Let $A_1$ be an $m \times m$ matrix and $A_2$ be an $n \times n$ matrix. Let the respective characteristic polynomials $f_1(x)$ and $f_2(x)$ be relative prime, i.e., $(f_1, f_2) = 1$. Show that $$\begin{pmatrix}A_1&A_{12}\\0&A_2\end{pmatrix}$$ is similar to $$\begin{pmatrix}A_1&0\\0&A_2\end{pmatrix}$$
If $A_1,A_2$ is diagnoal in the complex field, then $A_1,B_1$ has no common root. It seems not so difficult. What about general filed?
On
Let the basis of the space with respect to which this is the matrix be $u_1,\dots,u_m,w_1,\dots,w_n$, and let $U$ be the span of $u_1,\dots, u_m$, $W$ the span of $w_1,\dots,w_n$.

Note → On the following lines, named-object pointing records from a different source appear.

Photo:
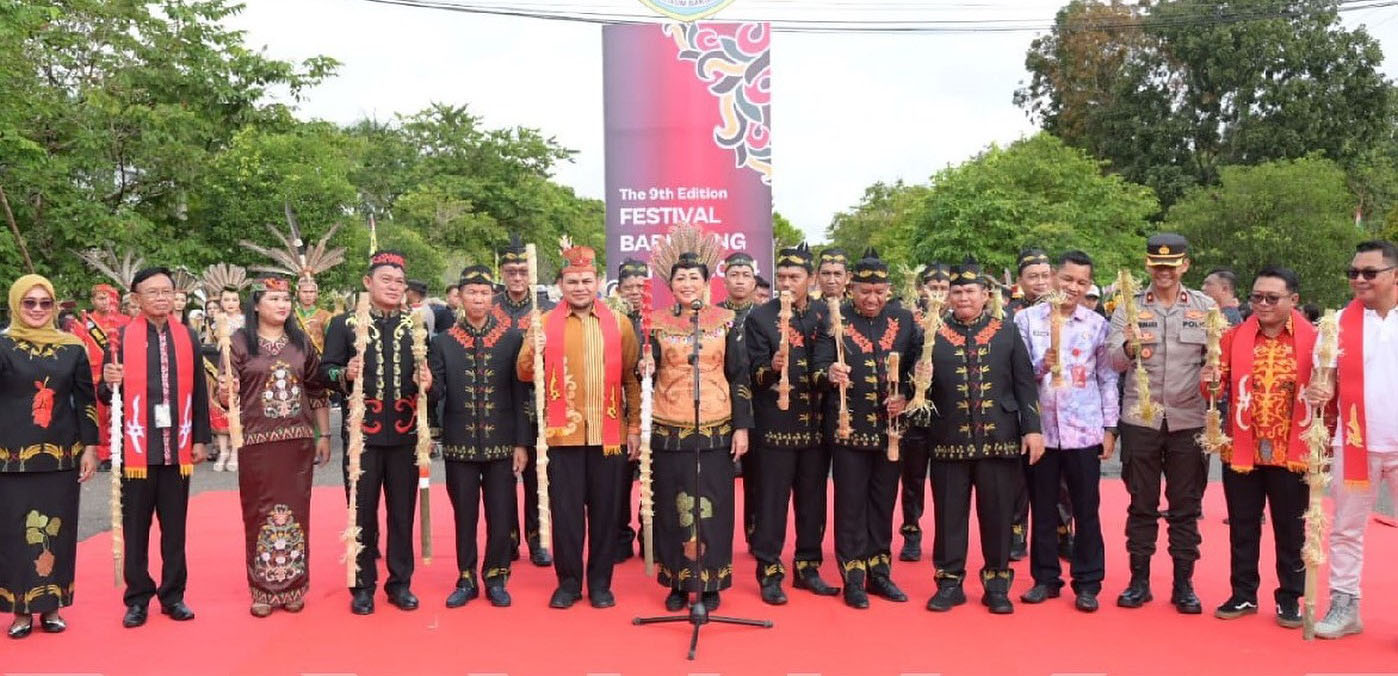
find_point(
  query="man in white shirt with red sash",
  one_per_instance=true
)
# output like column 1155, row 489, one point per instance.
column 1366, row 432
column 165, row 429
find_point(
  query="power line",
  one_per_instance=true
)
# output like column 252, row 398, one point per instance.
column 600, row 14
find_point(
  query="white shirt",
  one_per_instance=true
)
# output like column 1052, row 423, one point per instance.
column 1380, row 381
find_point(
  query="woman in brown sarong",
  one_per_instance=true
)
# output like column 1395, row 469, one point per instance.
column 285, row 422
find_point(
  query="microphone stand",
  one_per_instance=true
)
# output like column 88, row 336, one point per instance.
column 698, row 615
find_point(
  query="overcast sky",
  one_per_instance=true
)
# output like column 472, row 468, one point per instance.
column 847, row 109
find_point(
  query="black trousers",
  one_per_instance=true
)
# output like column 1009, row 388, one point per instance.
column 1288, row 496
column 789, row 475
column 530, row 478
column 1177, row 457
column 916, row 461
column 392, row 472
column 866, row 486
column 1061, row 518
column 997, row 481
column 1081, row 471
column 625, row 532
column 585, row 495
column 750, row 468
column 164, row 495
column 466, row 485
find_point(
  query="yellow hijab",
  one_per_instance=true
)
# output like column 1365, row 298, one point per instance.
column 42, row 335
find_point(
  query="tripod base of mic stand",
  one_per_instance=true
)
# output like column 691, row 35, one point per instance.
column 699, row 616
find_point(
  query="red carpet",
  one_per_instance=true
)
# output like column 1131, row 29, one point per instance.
column 811, row 634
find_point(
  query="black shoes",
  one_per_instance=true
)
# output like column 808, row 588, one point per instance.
column 1137, row 594
column 564, row 599
column 884, row 587
column 601, row 598
column 810, row 580
column 51, row 623
column 1235, row 608
column 1289, row 613
column 361, row 602
column 21, row 630
column 462, row 595
column 772, row 592
column 1184, row 599
column 403, row 599
column 997, row 602
column 947, row 598
column 178, row 612
column 1039, row 592
column 912, row 548
column 496, row 595
column 134, row 616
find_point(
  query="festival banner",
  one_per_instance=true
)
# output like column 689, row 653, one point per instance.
column 688, row 138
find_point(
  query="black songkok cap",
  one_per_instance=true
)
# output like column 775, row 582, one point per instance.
column 513, row 253
column 631, row 267
column 477, row 274
column 966, row 273
column 796, row 257
column 1032, row 257
column 390, row 259
column 870, row 268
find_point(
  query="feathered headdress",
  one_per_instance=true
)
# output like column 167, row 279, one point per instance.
column 119, row 270
column 295, row 259
column 689, row 242
column 222, row 275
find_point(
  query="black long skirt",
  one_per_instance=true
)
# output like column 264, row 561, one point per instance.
column 274, row 486
column 677, row 539
column 38, row 539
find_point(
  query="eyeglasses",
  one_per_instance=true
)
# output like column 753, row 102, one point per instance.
column 1369, row 274
column 1265, row 298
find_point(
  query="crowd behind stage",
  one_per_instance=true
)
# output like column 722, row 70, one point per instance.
column 1007, row 395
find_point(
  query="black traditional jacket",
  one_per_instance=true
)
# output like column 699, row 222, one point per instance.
column 390, row 394
column 984, row 390
column 48, row 405
column 810, row 344
column 867, row 345
column 473, row 373
column 724, row 384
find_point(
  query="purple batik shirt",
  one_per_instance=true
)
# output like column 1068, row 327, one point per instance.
column 1077, row 412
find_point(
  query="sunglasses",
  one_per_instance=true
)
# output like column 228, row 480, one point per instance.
column 1369, row 274
column 1265, row 298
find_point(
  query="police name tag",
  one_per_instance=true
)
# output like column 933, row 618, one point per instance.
column 162, row 416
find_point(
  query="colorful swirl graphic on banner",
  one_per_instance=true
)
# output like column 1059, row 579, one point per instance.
column 736, row 62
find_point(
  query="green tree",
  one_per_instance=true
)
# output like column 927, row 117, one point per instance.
column 1038, row 192
column 882, row 219
column 1172, row 91
column 1296, row 212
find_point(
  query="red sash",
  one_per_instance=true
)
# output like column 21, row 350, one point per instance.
column 136, row 426
column 1240, row 362
column 1351, row 375
column 557, row 377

We are discussing a linear map $\alpha: U\oplus W\to U\oplus W$ where the matrix of $\alpha|U$ is $A_1$, and the matrix of the induced map $\bar{\alpha}$ on the quotient $U\oplus W / U$ is $A_2$.
We are given that the characteristic polynomials of $A_1$, $A_2$ namely $f_1$ and $f_2$ are coprime.
The characteristic polynomial $f$ of $\alpha$ is of course $f_1 f_2$, which annihilates $\alpha$, so we have in the usual way by the coprimeness of $f_1$and $f_2$ that $$ U\oplus W=\ker f(\alpha)=\ker f_1(\alpha)\oplus \ker f_2(\alpha), $$ and this latter decomposition is into $\alpha$-invariant subspaces. [This is where @lysarus hint is useful.]
Let us identify $\ker f_1(\alpha)$. The matrix of $f_1(\alpha)$ on the basis $u_1,\dots, u_m,w_1,\dots,w_m$ is $$ \begin{pmatrix}f_1(A_1) & *\\O &f_1(A_2)\end{pmatrix}= \begin{pmatrix}O & *\\O &f_1(A_2)\end{pmatrix}. $$ As $f_1$ and $f_2$ are coprime (and $f_2$ annihilates $A_2$) we have that $f_1(A_2)$ must be non-singular. Hence we have that $\ker f_1(\alpha)=U$.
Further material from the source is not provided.